After obtaining an informed consent from subjects of both groups, a detailed, relevant clinical history will be documented. A 5 ml fasting venous blood sample (by standard venous puncture) from all the recruited patients will be drawn. Free IGF-1, fasting blood sugar and fasting Insulin assays will be estimated on all samples.
Laboratory Assays
8 hour fasting plasma blood sugar will be done by glucose oxidase – peroxidase (GOD-POD) method. Fasting insulin will be assayed by (Radioimmunoassay) RIA method using commercially available insulin RIA kit supplied by Diagnostic Systems Laboratories Inc., Texas. IGF-1 will be assayed by Immunoradiometric assay (IRMA) method using a commercially available IRMA kit supplied by the same company.
Analysis
Homeostasis model assessment-insulin resistance (HOMA-IR) method will be used to calculate insulin resistance/sensitivity [23]. The same will be associated with IGF-1 levels using various statistical tools as mentioned below.
Data Management
All data elements recorded during the study period will be entered and validated in Microsoft Excel.
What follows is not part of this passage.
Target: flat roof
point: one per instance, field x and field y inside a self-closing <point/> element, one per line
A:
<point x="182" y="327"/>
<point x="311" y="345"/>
All variables and changes will be transferred into the Satastical Package for Social Sciences (SPSS), SYSTAT™ statistical software, summarized (Counts, Minimum, Maximum, Mean, Median, Standard Deviation) within each treatment group, transferred to the statistical report and then reformatted. Suitable graphs will be generated to depict the changes in key efficacy parameters and then transferred to the statistical report.
Statistics
Descriptive Statistics
Descriptive statistics for each numerical variable will be summarized as the frequency, percentage, mean, median and standard deviations for all the subjects at each time interval in each study group.
Statistical methods
Chi-square test and Fisher exact tests will be used to analyze the frequency data, Student't' test (two-tailed) will be used to test the significance of study parameters between case and controls. Analysis of variance/Kruskal Wallis test will be used for within group analysis. Any other suitable statistical techniques will be used to find the effect of study parameters.
Control of Type -1 Error
All statistical tests will be conducted at the 0.05 alpha levels, meaning that P ≤ 0.05 will be considered "nominally significant". The Adjustment for multiple tests will be done by applying Bonferroni correction to the p-values. The p-value for the comparison of the primary efficacy endpoints between Cases and Control group will be considered to be conclusive.
Software
The Statistical software namely SPSS 11.0 and Systat 8.0 will be used for the analysis of the data and Microsoft word and Excel shall be used to generate graphs and tables.
Sub-Group Analysis
A similar analysis will be carried out on organ-specific cancers like breast, colon and rectum, depending on number of patients recruited.
Ethical Issues
The study has been approved by Ethical Review Boards of all centers involved in the study. (Approval Ref – MSRMC/ERB/2007/06-01 dated 12th June 2007).
Informed Consent Process
The investigators shall provide to the subjects, all the study related information in a language desired by the subject and at a level of complexity that is understandable to the subjects and the guardians. Prior to the subjects' participation in the study, the written informed consent form shall be signed and dated personally by the subject, the guardian, the investigator and impartial witness.
Interim Analysis
Two interim analyses shall be carried out. First analysis will be done once 30 % of patients are recruited. The second analysis will be done once 60 % of them are recruited. Recruitment will stop if the study attains positive significance at end of interim analysis.